By Josepha.
Something that I really struggled with after leaving the convent was an overwhelming sense of shame and embarrassment that I had entered that life and then not stuck it through to the end. I felt divorced from God and distanced from all the people who had supported me in entering and prayed me through the three years I spent in Religious Life.
Even my departure itself left me feeling abandoned and unwanted by the community. I was asked not to say goodbye to the others in my group because of the timing of everything, and I left in secret. Of course, my community had no intention of making me feel that rejected. There was the good of all the other Sisters to take into account, and my superior prayed about the best way to do everything. It is challenging to know one thing in your head and feel something entirely different in your heart. While I knew the Sisters loved me and wanted what was best for me, I felt like everything was falling apart and my faith was slowly extinguishing.
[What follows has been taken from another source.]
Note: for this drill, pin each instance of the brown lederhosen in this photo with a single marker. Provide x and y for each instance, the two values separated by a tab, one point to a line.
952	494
My family added to my own sense of shame by either trying to pretend like I had never entered Religious Life or by saying I left because I wanted my cell phone back. Which, of course, could not be further from the truth. I didn’t even want a cell phone when I came back. When my Dad finally forced me to come to the cell phone store with him, he told the man that I didn’t currently own a cell phone because I had lived overseas for the past three years and couldn’t talk about what I had done over there. Awkward to say the least!
Luckily, shortly after I returned home, the Lord placed a few different people in my life who slowly lead me back to the Faith and helped me to process everything that happened in my departure from Religious Life. I realize now that I would not have been as happy as the Lord wants me to be if I had failed to listen to His call back into the world, and the time I spent in Religious Life will bear fruit in whatever the Lord has planned for me. There is no reason to be embarrassed of my three years as a sister – it is still a gift even though I did not remain there. The Lord did so much for me in those three years, and I don’t want to throw it all away because it feel weird to even think about sometimes. Each day has its ups and downs, but I know the Lord is leading me ever closer to Himself and the vocation He has laid out for me. He, of course, knows the reason for all of this and the good He intends to bring out of all of it.
I’ve never understood why the leaving has to be done in secret and no goodbyes said. Can someone enlighten me? It has been 26 years since my own leave-taking, and I remember very little of it, but I am sure I got to say quick goodbyes. I was told not to expect them to keep in touch with me, and I more or less understood that, but this secrecy stuff seems off to me.
When I left it was the same, no goodbyes and no contacting the sisters for a year. The argument was the same as above -it was for the benefit of the other Sisters and myself. I still believe this is one of the most harmful, misguided and hurtful things they could have done. What harm would it have done to simply say goodbye and thank you? If it is not shameful to leave the convent neither should there be any need for secrecy.